Tuesday, August 11, 2015

No repose from the FDIC

Originally published by David Coale.

fallenwarriorThe Texas Securities Act has a five-year statute of repose.  The issue in FDIC v. RBS Securities was whether that statute was preempted by a 3-year “extender” provision in FIRREA, which “works by hooking any claims that are alive at the time of the FDIC’s appointment as receiver and pulling them forward to a new, federal, minimum limitations period — six years for contract claims, three years for tort claims.”  No. 14-51055 (Aug. 10, 2015).
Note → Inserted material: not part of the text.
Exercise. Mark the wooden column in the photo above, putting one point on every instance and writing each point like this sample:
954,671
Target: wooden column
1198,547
The Fifth Circuit concluded that the Texas statute of repose was preempted, and reversed a judgment on the pleadings in a securities fraud suit arising out of the failure of Guaranty Bank, holding: “The text, structure, and purpose of the FDIC Extender Statute all evince a Congressional intent to grant the FDIC a three-year grace period after its appointment as receiver to investigate potential claims. Therefore, the statute displaces any limitations period that would interfere with that reprieve — whether characterized as a statute of limitations or as a statute of repose.”   The Court distinguished the analysis of a CERCLA limitations provision in CTS Corp. v. Waldburger, 134 S. Ct. 2175 (2014), finding that “many of the considerations that the [Supreme] Court found disfavored preemption in CTS suggest preemption when applied to the FDIC Extender Statute.”